Larry Tieu

Free agent
- Position: Point guard / shooting guard

Personal information
- Born: July 13, 1986 (age 39)
- Nationality: American / Vietnamese
- Listed height: 6 ft 3 in (1.91 m)
- Listed weight: 198 lb (90 kg)

Career information
- High school: John A. Rowland High School (Rowland Heights, California)
- College: Concordia (2004–2007) Biola (2007–2008)
- NBA draft: 2008: undrafted
- Playing career: 2012–present

Career history
- 2012–2014: Saigon Heat

Career highlights
- San Gabriel Valley Player of the Year; 2003 Big Time "C" Division MVP;

= Larry Tieu =

American professional basketball player (born 1986)

Larry Tieu (born July 13, 1986) is an American professional basketball player who last played for the Saigon Heat of the ASEAN Basketball League (ABL).
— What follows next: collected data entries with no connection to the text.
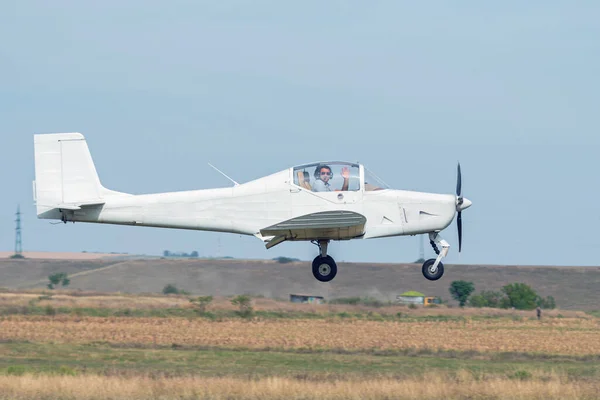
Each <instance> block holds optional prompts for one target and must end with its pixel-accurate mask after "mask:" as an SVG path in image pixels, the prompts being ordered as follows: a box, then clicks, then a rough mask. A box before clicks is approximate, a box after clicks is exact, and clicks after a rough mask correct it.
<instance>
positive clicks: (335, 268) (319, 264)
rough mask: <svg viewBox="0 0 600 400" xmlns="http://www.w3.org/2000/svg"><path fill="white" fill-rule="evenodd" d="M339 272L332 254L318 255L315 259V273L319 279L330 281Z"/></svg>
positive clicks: (316, 276) (323, 280)
mask: <svg viewBox="0 0 600 400" xmlns="http://www.w3.org/2000/svg"><path fill="white" fill-rule="evenodd" d="M336 274H337V265H336V263H335V261H334V260H333V258H331V256H325V257H321V256H316V257H315V259H314V260H313V275H314V276H315V278H316V279H317V280H318V281H321V282H329V281H330V280H332V279H333V278H335V275H336Z"/></svg>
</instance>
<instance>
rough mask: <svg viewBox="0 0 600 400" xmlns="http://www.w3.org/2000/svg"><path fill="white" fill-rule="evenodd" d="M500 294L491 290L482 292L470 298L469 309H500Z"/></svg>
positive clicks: (474, 295) (502, 295)
mask: <svg viewBox="0 0 600 400" xmlns="http://www.w3.org/2000/svg"><path fill="white" fill-rule="evenodd" d="M502 296H503V295H502V293H501V292H495V291H493V290H482V291H481V292H480V293H479V294H476V295H473V296H471V298H470V299H469V305H470V306H471V307H492V308H497V307H500V305H501V303H502Z"/></svg>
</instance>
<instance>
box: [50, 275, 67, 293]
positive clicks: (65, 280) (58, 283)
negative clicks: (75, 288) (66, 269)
mask: <svg viewBox="0 0 600 400" xmlns="http://www.w3.org/2000/svg"><path fill="white" fill-rule="evenodd" d="M48 280H49V281H50V283H48V289H54V288H55V287H56V286H58V285H59V284H61V285H62V286H63V287H65V286H69V283H71V280H70V279H69V278H68V277H67V274H66V273H65V272H56V273H54V274H50V275H49V276H48Z"/></svg>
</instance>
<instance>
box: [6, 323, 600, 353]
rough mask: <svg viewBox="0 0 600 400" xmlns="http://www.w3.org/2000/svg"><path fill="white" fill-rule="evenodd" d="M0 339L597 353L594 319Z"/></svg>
mask: <svg viewBox="0 0 600 400" xmlns="http://www.w3.org/2000/svg"><path fill="white" fill-rule="evenodd" d="M0 326H1V328H2V331H1V333H0V338H1V339H3V340H11V341H31V342H38V343H43V342H50V343H93V342H104V343H109V344H140V345H147V346H148V345H160V346H172V345H176V346H178V345H179V346H196V347H221V348H244V349H254V350H262V349H281V350H308V351H316V350H324V349H330V350H332V349H335V350H343V351H356V350H398V349H407V348H415V349H430V350H434V351H438V350H457V351H475V352H520V353H541V354H556V355H575V356H585V355H590V354H592V355H600V333H599V332H600V322H599V321H598V320H597V319H571V318H567V319H547V320H545V321H543V322H538V321H529V320H526V321H512V320H487V321H486V320H472V321H466V322H461V321H440V322H438V321H431V322H421V321H411V322H402V321H364V320H351V319H350V320H345V319H338V320H333V319H332V320H277V319H265V320H252V321H246V320H242V319H231V320H225V321H221V322H215V321H210V320H206V319H201V318H200V319H193V320H192V319H185V318H129V317H110V318H102V317H79V316H76V315H59V316H52V317H48V316H35V317H32V316H8V317H4V318H2V319H1V320H0Z"/></svg>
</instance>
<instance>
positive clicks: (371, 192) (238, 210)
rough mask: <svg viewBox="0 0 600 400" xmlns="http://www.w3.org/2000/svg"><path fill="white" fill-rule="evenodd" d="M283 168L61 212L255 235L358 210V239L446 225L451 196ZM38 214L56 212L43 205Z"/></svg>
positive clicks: (206, 229) (49, 215)
mask: <svg viewBox="0 0 600 400" xmlns="http://www.w3.org/2000/svg"><path fill="white" fill-rule="evenodd" d="M292 173H293V172H292V170H291V169H286V170H283V171H280V172H277V173H275V174H273V175H269V176H266V177H263V178H260V179H257V180H254V181H250V182H247V183H243V184H240V185H236V186H232V187H227V188H218V189H205V190H193V191H181V192H168V193H157V194H143V195H129V194H121V193H116V194H114V195H108V196H105V198H104V204H103V205H101V206H93V207H82V208H81V209H80V210H74V211H71V212H69V213H67V214H66V215H67V220H68V221H79V222H90V223H105V224H121V225H136V226H148V227H163V228H176V229H194V230H206V231H217V232H230V233H236V234H244V235H255V236H260V235H259V231H260V230H261V229H262V228H265V227H267V226H270V225H273V224H276V223H278V222H281V221H284V220H288V219H291V218H295V217H299V216H302V215H306V214H310V213H315V212H321V211H334V210H347V211H353V212H356V213H359V214H362V215H364V216H365V217H366V220H367V222H366V224H365V228H364V232H362V234H361V235H360V237H363V238H375V237H384V236H398V235H415V234H419V233H427V232H432V231H439V230H442V229H444V228H446V227H447V226H448V225H449V224H450V223H451V222H452V219H453V218H454V215H455V204H456V203H455V202H456V197H455V196H454V195H443V194H432V193H420V192H412V191H402V190H393V189H383V190H375V191H364V190H356V191H343V192H342V191H331V192H323V193H316V192H313V191H310V190H307V189H305V188H303V187H300V186H298V185H296V184H295V183H294V180H293V177H292ZM40 218H52V219H60V218H61V212H60V211H58V210H50V211H49V212H48V213H43V214H41V215H40Z"/></svg>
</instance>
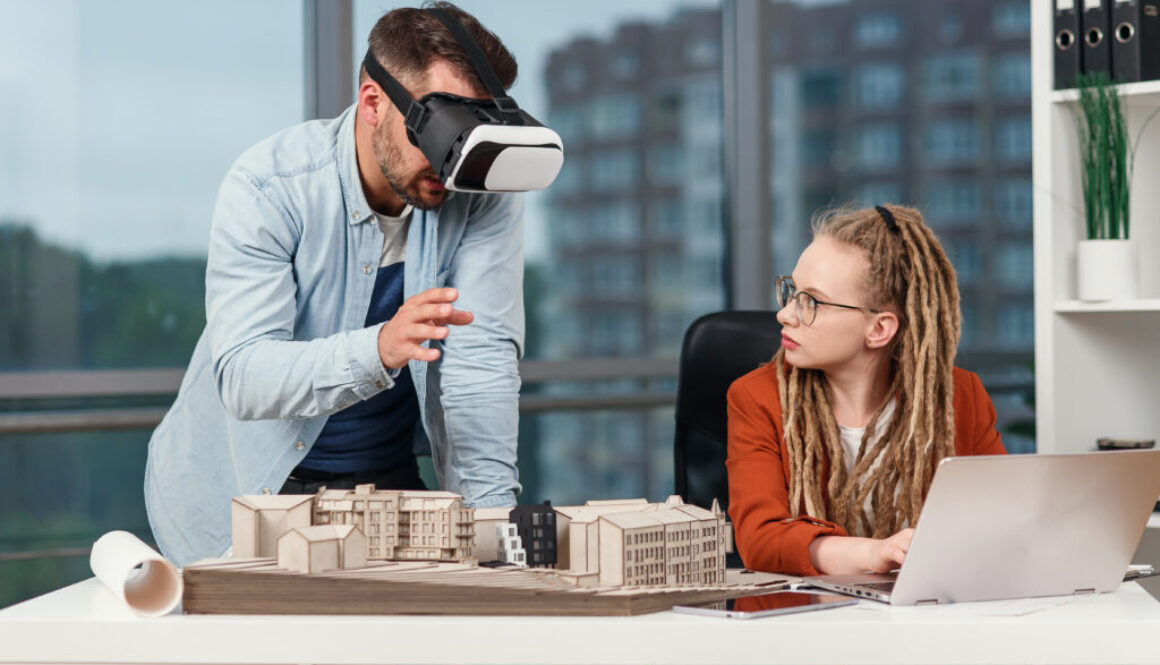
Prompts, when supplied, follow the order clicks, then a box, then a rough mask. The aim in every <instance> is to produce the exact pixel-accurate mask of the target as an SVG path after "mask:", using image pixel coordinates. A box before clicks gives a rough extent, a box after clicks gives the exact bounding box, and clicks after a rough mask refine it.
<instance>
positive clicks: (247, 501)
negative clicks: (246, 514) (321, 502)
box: [233, 494, 314, 511]
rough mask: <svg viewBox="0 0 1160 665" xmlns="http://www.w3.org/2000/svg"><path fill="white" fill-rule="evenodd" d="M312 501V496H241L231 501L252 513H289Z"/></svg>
mask: <svg viewBox="0 0 1160 665" xmlns="http://www.w3.org/2000/svg"><path fill="white" fill-rule="evenodd" d="M313 500H314V494H242V496H241V497H234V498H233V501H234V503H237V504H240V505H242V506H245V507H247V508H249V509H252V511H289V509H291V508H297V507H298V506H300V505H303V504H309V503H310V501H313Z"/></svg>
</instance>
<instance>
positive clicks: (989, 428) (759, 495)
mask: <svg viewBox="0 0 1160 665" xmlns="http://www.w3.org/2000/svg"><path fill="white" fill-rule="evenodd" d="M954 399H955V402H954V404H955V454H956V455H1001V454H1006V453H1007V450H1005V449H1003V444H1002V442H1001V441H1000V440H999V432H996V431H995V407H994V405H993V404H991V397H988V396H987V391H986V390H985V389H984V388H983V383H981V382H980V381H979V377H978V376H976V375H974V374H973V373H971V371H966V370H965V369H959V368H955V398H954ZM784 441H785V439H784V435H783V432H782V407H781V403H780V400H778V396H777V375H776V374H775V370H774V364H773V363H770V364H767V366H763V367H760V368H757V369H755V370H753V371H751V373H749V374H747V375H745V376H742V377H741V378H739V380H737V381H735V382H733V385H732V386H730V390H728V457H727V458H726V462H725V465H726V468H727V469H728V490H730V491H728V501H730V506H728V514H730V518H732V520H733V526H734V528H735V529H737V533H735V540H737V547H738V551H739V552H740V555H741V561H744V562H745V566H746V568H747V569H749V570H761V571H769V572H778V573H783V574H818V571H817V570H814V568H813V566H812V565H811V564H810V543H811V542H813V540H814V538H817V537H818V536H825V535H842V536H844V535H847V534H846V532H844V530H842V528H841V527H839V526H838V525H835V523H832V522H826V521H822V520H814V519H812V518H810V516H809V515H791V514H790V512H789V499H788V487H789V464H788V463H786V464H783V463H782V446H783V442H784Z"/></svg>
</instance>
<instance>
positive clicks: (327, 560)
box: [277, 525, 367, 573]
mask: <svg viewBox="0 0 1160 665" xmlns="http://www.w3.org/2000/svg"><path fill="white" fill-rule="evenodd" d="M277 558H278V568H281V569H285V570H292V571H296V572H302V573H312V572H326V571H328V570H350V569H356V568H365V565H367V536H364V535H363V533H362V532H361V530H358V529H357V528H355V527H354V526H351V525H324V526H318V527H302V528H297V529H290V530H289V532H287V533H284V534H282V537H280V538H278V557H277Z"/></svg>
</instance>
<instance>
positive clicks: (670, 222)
mask: <svg viewBox="0 0 1160 665" xmlns="http://www.w3.org/2000/svg"><path fill="white" fill-rule="evenodd" d="M405 5H406V6H409V5H411V3H405V2H382V1H378V0H369V1H368V0H358V1H356V2H355V29H354V31H355V36H354V41H355V46H354V51H355V52H354V53H353V57H354V58H355V60H354V62H355V63H360V62H361V60H362V58H363V56H364V55H365V49H367V41H365V39H367V35H368V34H369V32H370V29H371V27H372V26H374V23H375V21H377V20H378V17H379V16H380V15H382V14H383V13H385V12H386V10H389V9H391V8H393V7H397V6H405ZM458 5H459V6H461V7H463V8H464V9H465V10H467V12H471V13H472V14H474V15H476V17H478V19H479V20H480V21H481V22H483V24H484V26H485V27H487V28H488V29H491V30H492V31H494V32H495V34H496V35H498V36H499V37H500V38H501V39H502V41H503V43H505V44H506V45H507V46H508V49H509V50H510V51H512V52H513V55H514V56H515V57H516V60H517V62H519V64H520V75H519V78H517V79H516V82H515V85H514V86H513V88H512V91H510V92H512V95H513V96H514V97H515V100H516V101H517V102H520V104H521V106H522V107H523V108H525V109H527V110H528V111H529V113H531V114H532V115H534V116H535V117H536V118H538V120H541V121H542V122H544V123H545V124H548V125H549V127H551V128H552V129H554V130H556V131H557V132H558V133H559V135H560V137H561V138H563V139H564V144H565V149H564V150H565V162H564V167H563V169H561V172H560V175H559V178H558V179H557V181H556V182H554V183H553V185H552V186H551V187H549V188H548V189H546V190H544V191H539V193H530V194H528V195H525V212H524V227H525V236H524V238H525V243H524V253H525V279H524V289H525V295H524V302H525V310H527V323H528V330H527V354H525V355H527V357H528V359H529V360H550V361H570V360H577V359H585V357H601V356H657V357H668V359H675V357H676V356H677V355H679V353H680V345H681V339H682V335H683V333H684V328H686V327H687V326H688V324H689V323H691V321H693V320H694V319H695V318H697V317H698V316H701V315H703V313H705V312H709V311H715V310H719V309H723V308H724V305H725V285H724V279H723V274H724V261H725V240H724V218H723V214H722V210H723V204H724V194H723V191H724V186H723V178H724V176H723V168H722V149H723V130H722V44H720V35H722V26H720V10H719V2H715V1H713V2H709V1H704V0H698V1H693V2H690V1H679V0H672V1H669V0H665V1H657V0H631V1H625V0H595V1H593V2H583V3H579V5H568V3H559V2H538V1H532V0H520V1H515V0H507V1H505V2H493V1H485V0H464V1H462V2H458ZM529 26H535V27H536V28H535V29H528V27H529ZM674 368H675V362H674ZM674 385H675V383H674V382H672V381H669V382H665V383H664V385H659V386H654V388H650V389H648V390H657V391H659V392H661V393H665V395H675V390H674ZM644 389H645V388H644V386H641V385H640V382H635V381H629V382H626V384H617V385H612V386H609V385H595V384H592V383H567V382H559V381H556V382H551V381H550V382H545V383H543V384H534V385H532V384H525V385H524V389H523V395H524V396H529V397H531V396H537V395H549V396H577V395H595V393H608V391H612V393H614V395H616V393H617V391H619V392H628V393H637V392H639V391H640V390H644ZM672 427H673V426H672V411H670V410H669V411H668V412H667V415H662V417H658V415H657V414H655V412H654V411H653V410H623V411H622V410H617V411H609V412H592V411H567V412H559V413H542V414H528V413H525V414H523V417H522V418H521V439H520V467H521V482H522V483H523V485H524V494H523V496H522V497H521V501H538V500H542V499H551V500H552V501H553V503H557V504H568V503H582V501H585V500H587V499H595V498H630V497H648V498H651V499H662V498H664V497H665V496H667V494H668V493H670V492H672V490H673V480H672V474H673V472H672V456H673V455H672V446H673V434H672Z"/></svg>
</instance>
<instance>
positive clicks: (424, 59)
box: [360, 2, 519, 93]
mask: <svg viewBox="0 0 1160 665" xmlns="http://www.w3.org/2000/svg"><path fill="white" fill-rule="evenodd" d="M426 9H443V10H445V12H449V13H450V14H451V15H452V16H455V19H456V20H457V21H459V23H462V24H463V27H464V28H466V29H467V32H469V34H470V35H471V36H472V38H474V39H476V43H477V44H479V49H480V50H481V51H483V52H484V57H485V58H487V62H488V63H490V64H491V65H492V70H494V71H495V75H496V77H498V78H499V80H500V82H501V84H502V85H503V88H505V89H507V88H510V87H512V84H513V82H515V77H516V74H517V73H519V66H517V65H516V63H515V58H514V57H513V56H512V53H510V52H509V51H508V50H507V48H506V46H503V42H501V41H500V38H499V37H496V36H495V35H494V34H493V32H492V31H491V30H488V29H487V28H484V27H483V26H481V24H480V23H479V21H478V20H476V17H474V16H472V15H471V14H469V13H466V12H464V10H463V9H461V8H458V7H456V6H455V5H452V3H451V2H425V3H423V8H422V9H416V8H413V7H403V8H399V9H393V10H391V12H387V13H386V14H384V15H383V17H382V19H379V20H378V21H377V22H376V23H375V27H374V28H371V30H370V37H368V39H367V41H368V42H369V44H370V50H371V52H372V53H375V57H376V58H378V62H379V64H382V65H383V66H384V67H385V68H386V71H389V72H390V73H391V75H392V77H394V78H397V79H400V80H407V81H418V80H419V79H421V78H422V77H423V75H425V74H426V72H427V67H429V66H430V64H432V60H435V59H443V60H448V62H449V63H451V65H452V66H454V67H455V68H456V71H458V72H459V73H461V74H463V75H464V78H466V79H467V80H469V81H471V82H472V85H474V86H476V88H477V89H478V91H479V92H480V93H483V92H486V89H487V88H486V87H485V86H484V82H483V80H480V78H479V74H477V73H476V67H473V66H472V65H471V60H469V59H467V56H466V53H465V52H464V50H463V46H461V45H459V43H458V42H456V41H455V37H454V36H452V35H451V31H450V30H448V29H447V26H444V24H443V23H441V22H440V20H438V19H436V17H435V16H434V15H432V14H429V13H428V12H427V10H426ZM365 79H367V71H365V70H363V71H362V73H361V75H360V81H363V80H365Z"/></svg>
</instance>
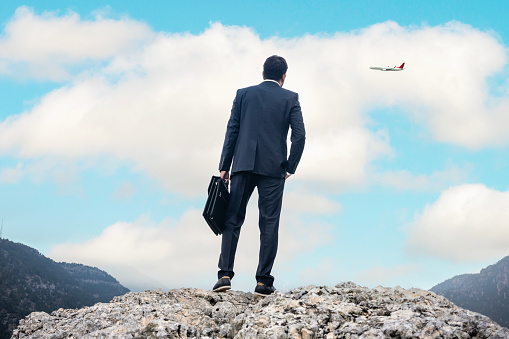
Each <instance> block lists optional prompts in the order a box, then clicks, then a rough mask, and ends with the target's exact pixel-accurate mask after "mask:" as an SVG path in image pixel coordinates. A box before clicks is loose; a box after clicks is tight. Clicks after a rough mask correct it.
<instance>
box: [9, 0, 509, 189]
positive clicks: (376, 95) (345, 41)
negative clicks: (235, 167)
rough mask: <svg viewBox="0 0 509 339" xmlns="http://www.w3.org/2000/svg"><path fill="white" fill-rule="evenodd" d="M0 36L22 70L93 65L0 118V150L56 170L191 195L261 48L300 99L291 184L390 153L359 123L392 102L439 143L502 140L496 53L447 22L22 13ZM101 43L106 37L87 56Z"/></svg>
mask: <svg viewBox="0 0 509 339" xmlns="http://www.w3.org/2000/svg"><path fill="white" fill-rule="evenodd" d="M34 25H35V26H34ZM34 27H36V28H37V29H38V30H39V31H40V32H41V34H42V35H43V36H47V37H48V39H51V40H52V41H56V43H54V44H51V45H49V46H46V45H44V44H43V43H40V44H35V45H34V46H33V48H34V50H33V51H31V50H30V48H32V47H31V46H32V45H31V44H26V43H24V41H29V40H30V39H29V38H26V36H25V35H24V34H29V33H26V32H28V31H31V30H33V29H34ZM5 32H6V37H5V38H3V39H2V40H1V43H2V44H3V45H2V46H3V47H4V48H7V50H8V51H9V53H10V54H9V58H11V59H12V60H22V61H23V62H26V63H27V64H28V65H29V66H30V65H31V66H33V67H35V68H41V69H51V68H52V67H57V68H59V69H66V65H69V64H72V63H79V62H82V60H85V59H86V60H92V61H94V60H96V61H97V62H98V63H95V64H94V63H93V62H92V64H91V65H90V67H89V68H87V67H85V66H86V65H85V66H83V67H85V68H84V70H83V72H82V73H80V74H79V75H78V76H76V77H74V78H73V80H72V81H70V82H69V83H67V84H66V85H65V86H63V87H61V88H60V89H57V90H54V91H52V92H50V93H48V94H47V95H46V96H44V97H43V98H42V99H41V101H40V102H39V103H38V104H36V105H35V106H34V107H33V108H32V109H31V110H29V111H26V112H23V113H21V114H20V115H17V116H10V117H8V118H7V119H6V120H5V121H3V122H1V123H0V155H6V154H8V155H11V156H13V157H19V158H29V159H40V158H45V157H51V158H52V159H59V160H60V161H61V162H70V163H76V162H79V161H82V162H83V161H84V162H87V163H88V162H90V161H92V162H94V161H96V159H97V158H98V157H101V158H109V159H110V162H112V163H116V164H117V166H129V167H131V168H132V170H134V171H139V172H143V173H145V174H147V175H149V176H150V177H152V178H155V179H156V180H158V181H160V182H161V183H162V184H163V186H164V187H165V188H166V189H168V190H170V191H173V192H177V193H180V194H188V195H193V194H194V195H196V194H201V193H202V192H203V187H204V186H205V185H206V183H207V182H208V180H209V179H208V178H209V176H210V173H214V172H216V170H217V164H218V159H219V155H220V150H221V145H222V141H223V136H224V132H225V129H226V122H227V119H228V116H229V110H230V107H231V102H232V99H233V96H234V93H235V89H236V88H238V87H242V86H248V85H252V84H256V83H257V82H259V81H260V80H261V77H260V76H261V68H262V63H263V60H264V59H265V58H266V57H267V56H268V55H271V54H274V53H277V54H281V55H283V56H285V57H286V58H287V60H288V62H289V66H290V68H289V72H288V78H287V82H286V84H285V87H288V88H290V89H293V90H295V91H298V92H299V94H300V100H301V104H302V108H303V113H304V119H305V123H306V127H307V132H308V133H307V135H308V138H307V146H306V150H305V153H304V155H303V158H302V162H301V165H300V166H299V168H298V170H297V174H296V176H295V177H294V178H292V179H293V180H296V181H297V182H300V183H301V184H305V185H306V187H308V188H307V189H308V190H309V187H312V188H315V189H316V188H320V189H327V190H333V191H338V190H341V189H344V188H348V187H352V186H353V187H355V186H359V185H365V184H366V182H367V181H368V180H369V173H368V170H367V168H368V166H369V164H370V163H371V162H372V161H374V160H375V159H378V158H380V157H384V156H387V155H390V154H392V153H393V151H392V149H391V146H390V144H389V136H388V135H387V134H386V133H385V132H383V130H382V131H372V130H370V129H369V128H368V127H367V126H368V122H369V119H368V116H367V113H368V112H369V111H370V110H372V109H377V108H380V107H387V106H400V107H401V108H403V111H404V112H405V113H406V114H408V115H410V116H411V117H412V120H415V121H417V122H419V123H421V124H424V125H425V126H427V127H428V128H429V129H430V131H431V134H432V135H433V136H434V137H435V138H436V140H439V141H445V142H450V143H454V144H459V145H462V146H466V147H471V148H476V147H483V146H486V145H491V144H499V143H506V142H507V141H508V137H507V135H508V134H507V133H506V130H507V128H508V127H509V118H507V115H505V114H503V112H505V111H507V109H506V108H507V106H508V105H509V99H508V98H507V97H502V98H499V100H498V101H497V102H496V101H495V99H494V98H492V97H491V96H490V94H489V91H488V88H487V85H486V78H487V77H488V76H491V75H494V74H495V73H496V72H498V71H501V70H502V69H503V66H504V65H505V63H506V50H505V48H504V46H503V45H502V44H501V43H499V42H498V41H497V40H496V39H495V38H493V37H492V36H490V35H489V34H487V33H483V32H481V31H479V30H477V29H474V28H472V27H470V26H467V25H463V24H461V23H455V22H452V23H449V24H447V25H444V26H437V27H426V26H424V27H416V28H405V27H401V26H399V25H397V24H396V23H394V22H386V23H381V24H377V25H374V26H371V27H368V28H366V29H363V30H359V31H355V32H353V33H337V34H335V35H331V36H311V35H306V36H304V37H299V38H293V39H279V38H270V39H264V40H262V39H260V38H259V37H258V36H257V35H256V34H255V33H254V32H253V31H252V30H251V29H249V28H245V27H235V26H233V27H227V26H223V25H221V24H213V25H212V26H211V27H210V28H209V29H207V30H205V31H204V32H203V33H201V34H199V35H191V34H158V33H154V32H152V31H150V30H149V29H148V28H147V27H146V26H145V25H143V24H140V23H138V22H136V21H133V20H129V19H122V20H117V21H115V20H111V19H104V18H100V17H98V18H96V20H95V21H83V20H80V19H79V17H78V16H77V15H76V14H74V13H70V14H67V15H65V16H61V17H59V16H56V15H54V14H51V13H50V14H44V15H41V16H37V15H34V14H33V13H32V12H31V10H29V9H27V8H24V7H23V8H21V9H19V10H18V12H17V14H16V15H15V17H14V18H13V20H12V21H11V22H9V23H8V24H7V26H6V28H5ZM85 32H86V33H85ZM88 32H91V33H88ZM94 32H100V34H99V33H94ZM86 34H92V35H90V36H93V37H96V36H97V35H100V39H99V40H97V41H96V40H95V39H86V38H87V37H89V36H88V35H86ZM72 38H75V39H76V41H87V42H86V44H85V46H86V48H81V47H75V46H74V45H73V44H70V43H66V42H68V41H69V39H72ZM89 40H90V41H91V42H88V41H89ZM112 40H114V41H119V42H118V43H117V42H116V43H114V44H113V43H112V44H111V46H110V47H108V48H106V49H102V48H101V46H103V45H104V44H106V45H108V46H109V42H111V41H112ZM94 44H96V45H94ZM13 46H14V47H13ZM19 46H22V47H19ZM91 51H92V52H91ZM25 54H27V55H33V57H26V58H25V59H23V57H22V56H24V55H25ZM51 55H62V56H63V57H62V58H56V59H52V58H50V57H49V56H51ZM4 58H5V56H4ZM0 59H1V58H0ZM11 59H9V60H11ZM55 60H56V61H55ZM402 61H406V62H407V67H408V68H407V70H405V71H404V72H398V73H397V74H393V73H388V72H375V71H371V70H369V68H368V67H369V66H370V65H373V64H376V63H381V64H387V63H388V64H394V63H399V62H402ZM13 72H14V71H13ZM13 75H15V74H13ZM96 164H100V162H98V161H96ZM99 166H100V165H99ZM183 176H185V177H186V178H192V180H182V177H183ZM409 177H410V175H409ZM383 180H384V181H385V182H388V181H390V178H388V177H387V174H386V175H385V178H384V179H383Z"/></svg>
Tieu holds dual citizenship in the United States and Vietnam due to his parents having Vietnamese citizenship.

==High school==
In high school, Tieu attended Rowland High School. He played 4 years of Varsity basketball and started all 4 years. Larry and the Raiders captured league championships in 2002, 2003, and 2004. In the summer prior to his senior year, Larry made the all tournament team at the prestigious 2003 Adidas "Big Time" tournament. In his senior year, Larry was selected as the San Gabriel Valley Player of the Year.

==College==
Tieu started his college career at Concordia University in 2004. However, he would leave Concordia in his junior year and would finish his career at Biola University.

==Pro career==

===Saigon Heat===
In 2012, Tieu joined the Heat before the start of the 2013 ABL season.